He rolls his eyes at that. “No, I feel – full?” he says, poking his stomach a couple of times before looking back up. “Like I don’t need to eat more food?”

“That is being full, yes.”

“I know that, I mean – do you want it,” he says, offering the half-sub almost shyly.

I take it and thank him, and receive a huge grin in reply; he’s still trying to grasp the world, and has a lot of confusion with gifts, mostly because there doesn’t seem to be such a thing where he is from and because the idea of them not being bindings baffles him to no end. I plan on letting the magician explain Christmas to him.

“I –,” he begins, the pauses, head cocking to the left. “Do you hear?”

“Hear which?” I say, catching nothing unusual, the god inside me not stirring at all.

“I don’t know? I think I am being talked to?”

I begin to ask who is talking when my ears pop. Nothing else happens; Jay just looks puzzled and rubs his own ears. A gesture gets him to go still as I stand and walk to the door, opening it a crack to find an older man standing in the parking spot outside the suite. A long black robe is straining to hold his stomach in and the old man’s few wisps of hair hang from his head like dead spider’s webs as he sways in place, sweat beading his face.

“This place is cleansed,” he says, voice wavering. “I have spoken the rite of blessing, exorcised the demon from this world. You are safe.”
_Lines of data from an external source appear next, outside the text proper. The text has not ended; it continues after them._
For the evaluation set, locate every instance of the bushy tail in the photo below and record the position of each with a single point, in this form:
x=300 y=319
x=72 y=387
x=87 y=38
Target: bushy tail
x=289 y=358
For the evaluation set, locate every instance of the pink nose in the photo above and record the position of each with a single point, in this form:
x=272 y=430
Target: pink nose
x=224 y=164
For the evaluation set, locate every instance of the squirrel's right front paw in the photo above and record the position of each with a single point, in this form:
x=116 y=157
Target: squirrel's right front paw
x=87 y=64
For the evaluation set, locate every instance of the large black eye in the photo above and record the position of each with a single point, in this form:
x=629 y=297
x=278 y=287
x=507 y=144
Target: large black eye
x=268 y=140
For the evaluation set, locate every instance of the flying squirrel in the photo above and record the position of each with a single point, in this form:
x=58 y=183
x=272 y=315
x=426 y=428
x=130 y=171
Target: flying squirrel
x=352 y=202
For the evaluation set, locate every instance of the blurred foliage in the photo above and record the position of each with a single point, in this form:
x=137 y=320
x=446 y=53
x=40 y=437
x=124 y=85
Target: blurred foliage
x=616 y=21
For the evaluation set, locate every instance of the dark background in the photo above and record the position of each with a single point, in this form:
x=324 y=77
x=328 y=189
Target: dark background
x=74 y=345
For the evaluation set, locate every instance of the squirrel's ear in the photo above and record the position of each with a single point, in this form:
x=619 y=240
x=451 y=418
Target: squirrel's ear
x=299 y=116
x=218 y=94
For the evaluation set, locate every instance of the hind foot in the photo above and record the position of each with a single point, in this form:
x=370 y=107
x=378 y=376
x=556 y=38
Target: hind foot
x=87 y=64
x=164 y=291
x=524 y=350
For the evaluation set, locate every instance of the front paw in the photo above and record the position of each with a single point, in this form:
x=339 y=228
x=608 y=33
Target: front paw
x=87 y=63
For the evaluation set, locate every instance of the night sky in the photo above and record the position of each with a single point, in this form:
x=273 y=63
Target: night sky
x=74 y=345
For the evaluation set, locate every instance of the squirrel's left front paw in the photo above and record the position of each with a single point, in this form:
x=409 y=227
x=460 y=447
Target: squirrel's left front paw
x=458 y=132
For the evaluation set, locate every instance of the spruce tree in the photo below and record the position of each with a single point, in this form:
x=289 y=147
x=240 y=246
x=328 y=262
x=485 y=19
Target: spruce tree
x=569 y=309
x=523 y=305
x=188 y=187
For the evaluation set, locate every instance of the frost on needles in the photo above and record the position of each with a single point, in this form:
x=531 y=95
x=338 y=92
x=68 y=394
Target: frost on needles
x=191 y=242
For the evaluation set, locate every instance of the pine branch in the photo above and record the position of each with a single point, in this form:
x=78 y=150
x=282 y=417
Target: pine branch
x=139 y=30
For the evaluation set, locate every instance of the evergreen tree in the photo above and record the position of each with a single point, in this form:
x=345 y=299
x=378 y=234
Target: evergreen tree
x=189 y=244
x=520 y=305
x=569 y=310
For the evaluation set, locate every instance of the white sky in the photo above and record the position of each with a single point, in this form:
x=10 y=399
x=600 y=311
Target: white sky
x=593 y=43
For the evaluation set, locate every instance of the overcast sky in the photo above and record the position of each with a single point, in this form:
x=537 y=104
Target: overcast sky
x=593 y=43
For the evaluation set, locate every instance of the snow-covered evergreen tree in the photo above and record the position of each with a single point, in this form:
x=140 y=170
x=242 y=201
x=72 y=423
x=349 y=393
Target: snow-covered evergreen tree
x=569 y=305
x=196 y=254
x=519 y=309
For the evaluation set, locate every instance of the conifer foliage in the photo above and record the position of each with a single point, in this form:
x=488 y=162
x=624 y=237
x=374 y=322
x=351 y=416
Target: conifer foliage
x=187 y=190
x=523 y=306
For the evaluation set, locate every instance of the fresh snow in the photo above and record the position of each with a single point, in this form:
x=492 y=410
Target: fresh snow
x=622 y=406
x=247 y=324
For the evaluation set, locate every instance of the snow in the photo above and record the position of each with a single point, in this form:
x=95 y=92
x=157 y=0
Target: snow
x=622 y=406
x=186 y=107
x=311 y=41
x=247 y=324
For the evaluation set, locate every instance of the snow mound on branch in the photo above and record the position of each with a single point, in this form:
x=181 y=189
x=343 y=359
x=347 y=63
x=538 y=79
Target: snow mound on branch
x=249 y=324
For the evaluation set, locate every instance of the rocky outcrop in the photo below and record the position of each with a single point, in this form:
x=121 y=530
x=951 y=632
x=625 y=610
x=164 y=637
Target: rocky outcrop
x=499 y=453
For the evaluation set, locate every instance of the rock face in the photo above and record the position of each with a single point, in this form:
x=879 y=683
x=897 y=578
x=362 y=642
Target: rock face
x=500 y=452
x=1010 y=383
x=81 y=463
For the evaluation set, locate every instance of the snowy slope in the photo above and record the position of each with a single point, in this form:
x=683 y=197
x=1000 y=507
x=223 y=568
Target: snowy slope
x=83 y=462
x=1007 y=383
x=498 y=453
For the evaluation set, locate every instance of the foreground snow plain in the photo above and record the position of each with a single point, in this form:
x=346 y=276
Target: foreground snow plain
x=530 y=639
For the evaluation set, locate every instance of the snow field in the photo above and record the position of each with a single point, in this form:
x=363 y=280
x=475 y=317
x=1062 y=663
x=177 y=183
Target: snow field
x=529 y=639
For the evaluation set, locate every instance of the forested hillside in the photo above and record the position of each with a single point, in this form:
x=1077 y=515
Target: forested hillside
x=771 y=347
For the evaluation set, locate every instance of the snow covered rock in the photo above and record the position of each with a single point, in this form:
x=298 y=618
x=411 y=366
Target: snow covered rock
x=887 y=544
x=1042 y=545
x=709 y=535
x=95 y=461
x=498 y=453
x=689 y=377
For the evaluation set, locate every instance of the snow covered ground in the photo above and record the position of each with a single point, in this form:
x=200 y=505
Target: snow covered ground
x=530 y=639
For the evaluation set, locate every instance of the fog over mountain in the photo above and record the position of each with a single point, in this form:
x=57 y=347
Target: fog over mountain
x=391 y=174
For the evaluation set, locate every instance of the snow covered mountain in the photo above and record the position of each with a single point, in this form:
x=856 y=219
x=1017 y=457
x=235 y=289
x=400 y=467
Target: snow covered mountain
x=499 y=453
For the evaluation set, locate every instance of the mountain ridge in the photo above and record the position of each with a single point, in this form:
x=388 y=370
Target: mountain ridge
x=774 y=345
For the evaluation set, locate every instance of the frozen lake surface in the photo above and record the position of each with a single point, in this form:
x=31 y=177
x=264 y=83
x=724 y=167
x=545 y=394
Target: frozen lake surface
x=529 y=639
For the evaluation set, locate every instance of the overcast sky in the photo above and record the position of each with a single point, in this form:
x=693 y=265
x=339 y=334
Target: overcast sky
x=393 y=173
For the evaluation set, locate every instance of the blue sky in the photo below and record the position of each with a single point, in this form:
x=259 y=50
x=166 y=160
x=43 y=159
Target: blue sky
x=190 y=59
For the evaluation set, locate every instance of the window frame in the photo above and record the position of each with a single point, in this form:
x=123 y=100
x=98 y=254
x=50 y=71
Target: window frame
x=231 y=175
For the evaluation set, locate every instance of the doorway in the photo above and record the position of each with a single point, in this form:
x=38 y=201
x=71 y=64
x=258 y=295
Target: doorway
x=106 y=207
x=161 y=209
I pause. He’s not a priest: I know that in the way I know it when I see a god, when I catch traces of power around someone. Whatever touched him is spent and gone and seems to have done nothing at all. But he was sent here, used, and so I open the door further.

“We have subs,” I say, “if you’re hungry.”

“What?” he says.

“Food?” Jay says, beside me between moments.

“You said you were full.”

“Not all the way,” he says firmly. “I have room for chocolate.”

The old man gestures with his right hand and begins chanting in something that’s probably Latin. I feel nothing, and Jay just looks confused.

“By the power of the Holy I cast you out, vile demon!”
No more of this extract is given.